卒業論文を読んだ、東京大学東洋史の和田清先生からは「あなたは小さいところ細かいところよりも、大きく見て、そのなかから何かを生み出すことが好きですね」と言われました。私が専門にした社会人類学は、社会の構造を明らかにしようとするものです。考えてみると、そうした傾向は私には前からあったようです。
大学で勉強をするなかで、次第にチベットへの関心が高まりました。しかし、海外への渡航自体がとにかく難しい時代、政治的な問題もあり、なかなかチベットに行けません。
そうした頃、独立後のインド政府と日本のあいだで国交が成立し、インド政府が奨学金制度をはじめることになり、その制度を利用するかたちで、1953年にインドの土を踏んだのです。
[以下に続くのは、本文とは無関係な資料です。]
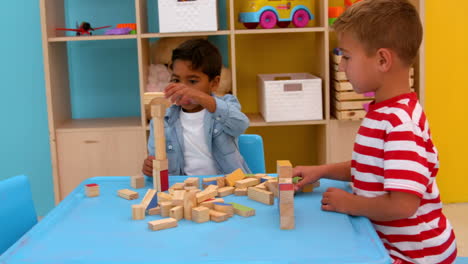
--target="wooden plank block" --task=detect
[130,175,146,189]
[169,205,184,221]
[230,203,255,217]
[213,202,234,217]
[217,186,234,197]
[117,189,138,200]
[236,178,260,189]
[196,185,218,203]
[333,81,354,91]
[276,160,292,178]
[148,218,177,231]
[247,187,274,205]
[234,188,247,196]
[210,210,229,223]
[132,204,145,220]
[226,169,245,187]
[192,206,210,223]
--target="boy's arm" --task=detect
[322,188,421,221]
[211,94,249,137]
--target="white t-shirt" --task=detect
[180,109,217,175]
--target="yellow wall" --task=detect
[425,0,468,203]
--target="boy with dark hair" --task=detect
[293,0,457,263]
[143,39,250,176]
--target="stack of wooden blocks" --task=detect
[331,48,414,120]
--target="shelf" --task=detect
[57,117,143,133]
[48,35,137,42]
[246,113,327,127]
[234,27,326,35]
[141,30,231,38]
インドでカルカッタの国立人類学研究所に在籍していると、人類学者たちが調査団を組織して、インド北東部のアッサムに行くことになり、参加しました。ジャングルへの入り方もよくわからないような調査でしたが、おもしろかったのは、研究者とその他の違いです。
調査に、サーバント、コックなども同行し、現地に着くと、食事などの準備をするのは彼らで、人類学者は喋っているだけ。インドの社会を反映していたのですが、属性によって、仕事がすっかり分けられていることに気づきました。
その後、アッサムで山岳民のフィールドワークをひとりでおこないました。当時、地方政府の役人からは、あの地方はわれわれの手の及ばないところだから生命の保障はできませんなどと言われました。
ところが現地に入ってみると、山岳民たちの彼らなりの政治・社会組織がしっかりと機能していることに気づかされました。国家の行政組織とは異なる、生活に密着した、密度の高い下位集団が存在していました。
社会人類学の総本山があるイギリスへ
2年間、インド政府の奨学金で研究をしたのち、スウェーデンの財団から助成を受けてもう1年、あわせて3年間インドに滞在していたら、スウェーデンの財団からもう1年やらないかと言われました。私は3年滞在しているので、これまでインドで見聞きしたことを論文にしたい、と言ったところ、ストックホルムにぜひいらっしゃいと言われました。